The staffs concern was referred to the Region III staff, which performed its AMR/AMP onsite inspection during the weeks of March 7 and 21, 2005. The applicant clarified its methodology.

The applicant stated that the minimum wall calculations are performed using the design pressure, which is greater than the operating pressure and demonstrates that the actual measured wall thickness is greater than the minimum thickness required by the maximum hoop stress. If degradation is detected such that the wall thickness is less than or equal to 87.5 percent of nominal wall thickness for safety-related piping or 60 percent of nominal wall thickness for nonsafety-related piping, additional examinations will be performed in adjacent areas to bound the thinning and assure that the actual minimum wall is measured. In addition, the applicant will provide its justification and confirmation that the minimum wall thickness will be maintain for the period of extended operation.

Discussion: Based on the discussion with the applicant, the staff indicated and the applicant agreed that the applicants response requires further clarification. During the conversation, the applicant stated that for both safety-related and nonsafety-related piping, additional examinations will be performed in adjacent areas to bound the thinning if the remaining service life, based on the code minimum allowable wall thickness, is less than one operating cycle. The sample size will also be expanded for nonsafety-related piping if degradation is detected such that the wall thickness is less than or equal to 60% of nominal wall thickness. This covers situations where the code minimum allowable wall thickness may be less than 60% of nominal wall thickness for nonsafety-related piping. The applicants clarification will be provided in writing.

OI B2.1 Sections 3.0.3.2.1 and 3.0.3.2.2 - ASME Section XI Inspection Programs Relief requests are approved by the NRC as described in 10 CFR 50.55a, Codes and Standards. Relief requests only apply to the current licensing basis (CLB) and are time-limited.
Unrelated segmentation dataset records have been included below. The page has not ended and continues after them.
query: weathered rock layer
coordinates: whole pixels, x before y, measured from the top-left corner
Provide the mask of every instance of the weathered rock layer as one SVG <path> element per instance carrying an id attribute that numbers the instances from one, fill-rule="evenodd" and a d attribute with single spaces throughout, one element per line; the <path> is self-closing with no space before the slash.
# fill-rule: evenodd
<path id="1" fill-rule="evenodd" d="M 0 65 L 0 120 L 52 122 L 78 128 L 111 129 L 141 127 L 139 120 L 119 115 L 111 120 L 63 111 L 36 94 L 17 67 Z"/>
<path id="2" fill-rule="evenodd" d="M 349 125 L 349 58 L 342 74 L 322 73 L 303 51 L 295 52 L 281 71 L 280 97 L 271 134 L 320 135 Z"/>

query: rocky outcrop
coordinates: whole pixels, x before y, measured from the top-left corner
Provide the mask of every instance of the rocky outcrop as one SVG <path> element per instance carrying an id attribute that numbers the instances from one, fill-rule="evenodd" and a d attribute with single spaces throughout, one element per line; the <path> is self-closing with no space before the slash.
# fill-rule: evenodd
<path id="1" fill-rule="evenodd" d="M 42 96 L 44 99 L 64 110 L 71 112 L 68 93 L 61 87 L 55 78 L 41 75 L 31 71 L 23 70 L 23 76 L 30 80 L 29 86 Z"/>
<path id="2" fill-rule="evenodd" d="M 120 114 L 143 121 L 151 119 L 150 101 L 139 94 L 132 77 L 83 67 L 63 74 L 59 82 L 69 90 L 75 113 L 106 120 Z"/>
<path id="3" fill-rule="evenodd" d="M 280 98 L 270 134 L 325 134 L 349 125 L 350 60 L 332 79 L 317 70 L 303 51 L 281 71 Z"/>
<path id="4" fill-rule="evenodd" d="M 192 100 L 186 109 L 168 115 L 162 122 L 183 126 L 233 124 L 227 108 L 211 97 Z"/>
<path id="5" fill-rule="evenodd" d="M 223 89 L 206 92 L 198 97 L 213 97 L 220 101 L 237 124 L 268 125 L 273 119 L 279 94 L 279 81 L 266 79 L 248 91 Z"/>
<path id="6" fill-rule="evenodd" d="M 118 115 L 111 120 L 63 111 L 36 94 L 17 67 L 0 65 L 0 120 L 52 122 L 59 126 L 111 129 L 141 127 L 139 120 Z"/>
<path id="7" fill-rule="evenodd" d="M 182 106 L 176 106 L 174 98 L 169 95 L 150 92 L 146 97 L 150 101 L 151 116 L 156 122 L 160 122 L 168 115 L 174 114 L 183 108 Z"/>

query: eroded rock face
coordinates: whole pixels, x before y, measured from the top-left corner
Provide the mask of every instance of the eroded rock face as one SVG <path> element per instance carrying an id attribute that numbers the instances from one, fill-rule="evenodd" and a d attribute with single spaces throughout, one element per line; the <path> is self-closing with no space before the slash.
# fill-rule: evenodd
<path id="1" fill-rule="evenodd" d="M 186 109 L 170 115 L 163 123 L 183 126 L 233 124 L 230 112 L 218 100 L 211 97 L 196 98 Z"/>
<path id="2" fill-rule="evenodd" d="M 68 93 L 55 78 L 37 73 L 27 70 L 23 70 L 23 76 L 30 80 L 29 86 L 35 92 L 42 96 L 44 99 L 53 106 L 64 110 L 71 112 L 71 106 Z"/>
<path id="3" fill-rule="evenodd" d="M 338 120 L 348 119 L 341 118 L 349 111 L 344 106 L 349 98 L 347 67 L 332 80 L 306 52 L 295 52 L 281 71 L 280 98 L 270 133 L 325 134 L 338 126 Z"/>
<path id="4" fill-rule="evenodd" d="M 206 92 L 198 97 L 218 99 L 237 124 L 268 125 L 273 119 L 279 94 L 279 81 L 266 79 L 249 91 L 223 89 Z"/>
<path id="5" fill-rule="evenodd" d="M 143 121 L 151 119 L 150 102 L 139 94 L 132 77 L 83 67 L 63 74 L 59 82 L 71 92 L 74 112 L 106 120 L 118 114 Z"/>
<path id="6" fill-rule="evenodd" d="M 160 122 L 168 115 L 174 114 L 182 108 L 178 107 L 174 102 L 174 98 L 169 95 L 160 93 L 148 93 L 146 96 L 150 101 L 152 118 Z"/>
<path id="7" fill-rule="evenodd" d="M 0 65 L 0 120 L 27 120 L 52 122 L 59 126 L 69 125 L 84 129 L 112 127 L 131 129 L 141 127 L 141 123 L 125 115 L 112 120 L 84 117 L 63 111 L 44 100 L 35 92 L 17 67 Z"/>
Consequently, citing approved requests cannot be used as a basis for taking exception to the GALL Report since they may not be renewed. Each exception to the GALL Report must be evaluated for NRC approval based on the technical bases that are associated with aging management regardless of whether there is a current, approved, related relief request. Citing a relief request does not provide an acceptable basis to take an exception to the GALL Report.

In RAI B2.1, dated March 30, 2005, the staff requested the applicant to provide its technical bases, as they relate to aging management, and without referencing any relief requests, for the exceptions taken to ASME Code Section XI, Subsections IWB, IWC, and IWD Inservice Inspection Program and ASME Code Section XI, Subsections IWE and IWL Inservice Inspection Program.

Discussion: Based on the discussion with the applicant, the staff indicated and the applicant agreed that this open item requires further clarification. During the conversation, the applicant was requested to provide only those exceptions as they relate to aging management and to specify exceptions taken from the GALL Report. The applicants will provide its formal response in writing.